“Divertitevi, se potete”. Un consiglio o forse una speranza: tant’è che la prima chiosa di Fabio Fazio nella settimana del Festival, del suo Festival, tradisce la realtà di un clima particolare rispetto agli ultimi anni. Di calma assordante, forse. O di inquietudine, dipende dai punti di vista. E se le polemiche canore, per ora, si sono solo fermate alle reiterate lamentele di Anna Oxa per la sua esclusione “politica”, qui, di politico, sembra esserci ben altro. La preoccupazione per una kermesse “left-oriented”, come se fosse la prima volta che un comico anti-Berlusconiano si affaccia sull’Ariston, stride con altri generi di preoccupazioni, decisamente più pratici e sensati: dalla doppia sala stampa (il “roof” del teatro per gli “eletti”, il Palafiori per tutti gli altri) si leva il dubbio (comprensibile) che il doppio brano per cantante possa appesantire la fluidità dello spettacolo, ma anche l’agevolazione nella rotazione radiofonica.
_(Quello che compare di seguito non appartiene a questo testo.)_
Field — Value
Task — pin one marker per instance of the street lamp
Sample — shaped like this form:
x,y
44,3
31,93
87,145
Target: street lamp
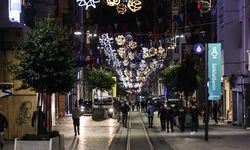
x,y
77,33
181,40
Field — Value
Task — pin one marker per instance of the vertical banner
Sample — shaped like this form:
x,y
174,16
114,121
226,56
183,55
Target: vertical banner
x,y
114,88
214,71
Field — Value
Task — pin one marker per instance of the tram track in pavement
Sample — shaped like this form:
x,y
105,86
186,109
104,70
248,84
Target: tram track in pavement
x,y
137,135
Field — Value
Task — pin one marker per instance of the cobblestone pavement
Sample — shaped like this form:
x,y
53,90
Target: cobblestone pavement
x,y
98,136
222,136
94,135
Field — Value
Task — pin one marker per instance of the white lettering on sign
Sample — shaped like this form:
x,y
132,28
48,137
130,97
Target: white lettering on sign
x,y
214,72
214,53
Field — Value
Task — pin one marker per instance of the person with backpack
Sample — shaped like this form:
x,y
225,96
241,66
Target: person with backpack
x,y
150,113
162,116
125,109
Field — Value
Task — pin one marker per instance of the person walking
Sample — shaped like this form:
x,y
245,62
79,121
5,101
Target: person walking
x,y
3,126
162,115
76,113
181,116
169,116
215,112
125,109
194,114
41,120
150,113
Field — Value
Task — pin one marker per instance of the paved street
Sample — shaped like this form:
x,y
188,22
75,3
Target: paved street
x,y
94,135
98,136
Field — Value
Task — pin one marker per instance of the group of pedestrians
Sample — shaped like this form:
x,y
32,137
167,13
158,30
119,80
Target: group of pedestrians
x,y
168,114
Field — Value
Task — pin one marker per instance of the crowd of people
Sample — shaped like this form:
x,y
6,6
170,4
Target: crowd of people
x,y
168,114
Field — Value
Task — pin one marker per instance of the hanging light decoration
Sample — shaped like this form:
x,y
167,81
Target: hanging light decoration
x,y
134,5
87,3
204,5
113,2
132,44
121,8
132,67
120,40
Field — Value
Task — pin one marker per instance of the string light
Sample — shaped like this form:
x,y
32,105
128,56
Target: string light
x,y
87,3
131,73
121,8
134,5
113,2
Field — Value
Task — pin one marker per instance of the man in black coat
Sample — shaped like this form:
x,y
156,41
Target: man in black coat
x,y
194,114
181,117
162,115
125,109
170,117
3,125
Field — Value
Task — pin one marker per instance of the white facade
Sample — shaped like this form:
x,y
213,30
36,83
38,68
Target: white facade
x,y
233,33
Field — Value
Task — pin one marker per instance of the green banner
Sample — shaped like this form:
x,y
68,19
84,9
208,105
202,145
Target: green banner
x,y
214,71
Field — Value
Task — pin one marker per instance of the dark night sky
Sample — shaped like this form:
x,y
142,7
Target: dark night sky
x,y
105,15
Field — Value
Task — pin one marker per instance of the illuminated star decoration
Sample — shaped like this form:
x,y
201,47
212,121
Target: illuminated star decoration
x,y
121,6
88,3
133,63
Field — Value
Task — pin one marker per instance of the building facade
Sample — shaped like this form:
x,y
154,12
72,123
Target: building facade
x,y
233,34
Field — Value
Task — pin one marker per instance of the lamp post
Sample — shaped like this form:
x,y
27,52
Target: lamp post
x,y
180,39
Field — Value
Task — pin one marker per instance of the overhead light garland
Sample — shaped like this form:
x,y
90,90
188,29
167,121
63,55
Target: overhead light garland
x,y
134,5
121,7
204,5
113,2
87,3
133,66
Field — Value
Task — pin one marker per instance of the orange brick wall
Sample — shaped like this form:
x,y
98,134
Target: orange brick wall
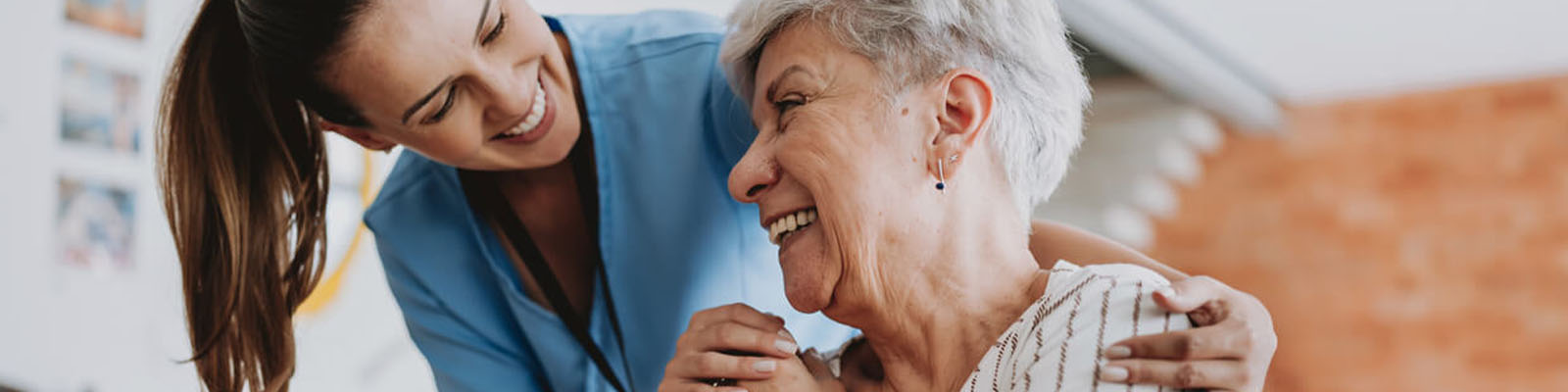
x,y
1402,243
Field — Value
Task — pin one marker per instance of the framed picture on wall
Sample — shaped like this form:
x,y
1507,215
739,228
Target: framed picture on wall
x,y
99,107
122,18
94,224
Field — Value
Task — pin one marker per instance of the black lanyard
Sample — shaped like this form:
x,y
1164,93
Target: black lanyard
x,y
485,196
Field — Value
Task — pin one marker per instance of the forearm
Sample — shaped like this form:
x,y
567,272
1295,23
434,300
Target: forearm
x,y
1054,242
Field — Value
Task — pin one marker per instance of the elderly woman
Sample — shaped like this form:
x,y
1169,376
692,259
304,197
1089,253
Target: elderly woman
x,y
901,149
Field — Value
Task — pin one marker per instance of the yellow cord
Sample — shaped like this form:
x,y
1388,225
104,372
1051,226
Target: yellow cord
x,y
326,292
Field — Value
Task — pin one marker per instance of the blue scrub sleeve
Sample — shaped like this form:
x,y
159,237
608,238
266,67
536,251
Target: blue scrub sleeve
x,y
459,357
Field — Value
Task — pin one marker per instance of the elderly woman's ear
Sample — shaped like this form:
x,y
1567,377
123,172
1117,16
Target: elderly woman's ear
x,y
966,110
Tradotto: com’è possibile garantire eguale spazio a ventotto-canzoni-ventotto, senza contare le vituperate otto nuove proposte?
A livello di show Fazio è stato chiaro: lo spettacolo sarà lungo. Amen. Sull’eventuale “problema” radiofonico si è preferito bypassare introducendo in fretta e furia, ad esempio, alla scaletta di domani sera: esordio per i primi sette “Big” affiancati da volti noti dello spettacolo e dello sport che avranno l’arduo compito, se abbiamo capito bene, di decretare con quale delle due canzoni proposte l’artista in gara si identificherà fino alla finale di sabato.
E qui si spazia da Marco Alemanno, compagno di Lucio Dalla, per Mengoni ad Ilaria D’Amico per Gualazzi, dalla tennista Flavia Pennetta per la coppia Molinari-Cincotti a Vincenzo Montella per la conterranea Maria Nazionale, fino al pallanuotista Stefano Tempesti per Chiara e, udite udite, alle onnipresenti Cristina e Benedetta Parodi per i Marta sui Tubi. Suggestivo, quantomeno. Come suggestivo è sembrato, a onor del vero, il paragone del direttore di Raiuno Giancarlo Leone: Maurizio Crozza, super ospite di domani, come Benigni (che non ci sarà), Celentano e Fiorello. Bene.
E Sanremo, inteso come area geografica, ma anche come cassa di risonanza popolare, come sta reagendo al “day before”? Sanremo attende il suo destino in un grigiore che non gli è proprio: scampata la neve, pioggia a catinelle e un’atmosfera festivaliera a singhiozzi. Sembra di vivere la stessa situazione, la stessa aria che da oggi si respira e si respirerà per giorni interi nelle stanze vaticane. Ed è tutto dire.
Occorre, insomma, una repentina inversione di tendenza: perché ok l’austerity (la dirigenza Rai ha garantito un risparmio del 10% rispetto agli ultimi anni), ok Al Bano, Toto Cutugno e i Ricchi e Poveri (detentori del nuovo record del riciclo, dal Capodanno della D’Urso alla Riviera in due mesi e mezzo), ma Sanremo è e resta sempre Sanremo.
E la gente ne ha bisogno, dannatamente bisogno, soprattutto in un momento storico come questo che prevede, ad oggi, Premier e Pontefice entrambi “in scadenza”. Non tornerà mai più, per questo il Festival ha il “dovere” di fare il suo “dovere”. E, come dice Fazio, “Divertitevi, se potete”.